A few years later I reached out to an Israeli translations house to ask if they ever translated into English the novel my boyfriend had been reading me. Their polite no was wounding. Even though I know how the story ends, I wanted to read it for myself.


Recently, I asked my sister if she remembers going to Israel during the Second Intifada, and if Dad called crying every day and begged us not to take the bus.

“I don’t remember the bus,” she said. She remembers our grandma calling to say, “If you go, I will lie down in front of the airplane.”


You know, they say — It’s just incredible. Your whole life you don’t quite belong. You were the only Jewish kid in your whole school. Your whole town. You never fit in. And then you come home. The sand and the sparkling sea. The warm hummus, and the tangled nests of sour candy where the flies burrow in the open-air markets. And the language that you don’t really speak or read. And the screeching voice of the world. And the culture of cutting in line and no term limits and raising children in cramped apartments just outside a war zone. And the spray of pebbles on Baruch Goldstein’s headstone is constantly replenished, and so is the new generation of veterans.

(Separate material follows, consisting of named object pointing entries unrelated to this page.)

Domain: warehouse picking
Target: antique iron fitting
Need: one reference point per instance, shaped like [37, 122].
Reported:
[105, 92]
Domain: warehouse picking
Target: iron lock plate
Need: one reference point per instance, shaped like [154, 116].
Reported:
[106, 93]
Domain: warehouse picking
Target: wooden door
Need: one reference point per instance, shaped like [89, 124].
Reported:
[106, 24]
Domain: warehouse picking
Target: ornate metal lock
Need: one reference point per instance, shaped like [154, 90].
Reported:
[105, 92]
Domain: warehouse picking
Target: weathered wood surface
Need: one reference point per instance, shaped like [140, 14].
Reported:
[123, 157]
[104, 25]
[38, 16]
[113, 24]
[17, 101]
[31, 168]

But the cucumbers are really fresh! They have real flavor — not like in the states.


When I was a child, stories were home. Now they are a foreign land. They were so good that I couldn’t eat. So good that I would read them, even if they might kill me. The story of a book – or a person, or a land – could thrill me out of my own life and my own body. Now that feeling eludes me. I read the wrong words and I feel winded, like flinging the doors open at a party, just as you remember all the reasons you should have stayed home.

Jerusalem, if I forget you! Jerusalem, where my tongue sticks to the roof of my mouth, my sentences reduced, vocabulary reduced from a whole pomegranate to a single seed. When I sing of Jerusalem, I don’t sing from a foreign land, I sing of a foreign land.

I am torn down to my foundations already, in Jerusalem. I am more than prepared to lie down and weep. I am destroyed, to be rebuilt again and again.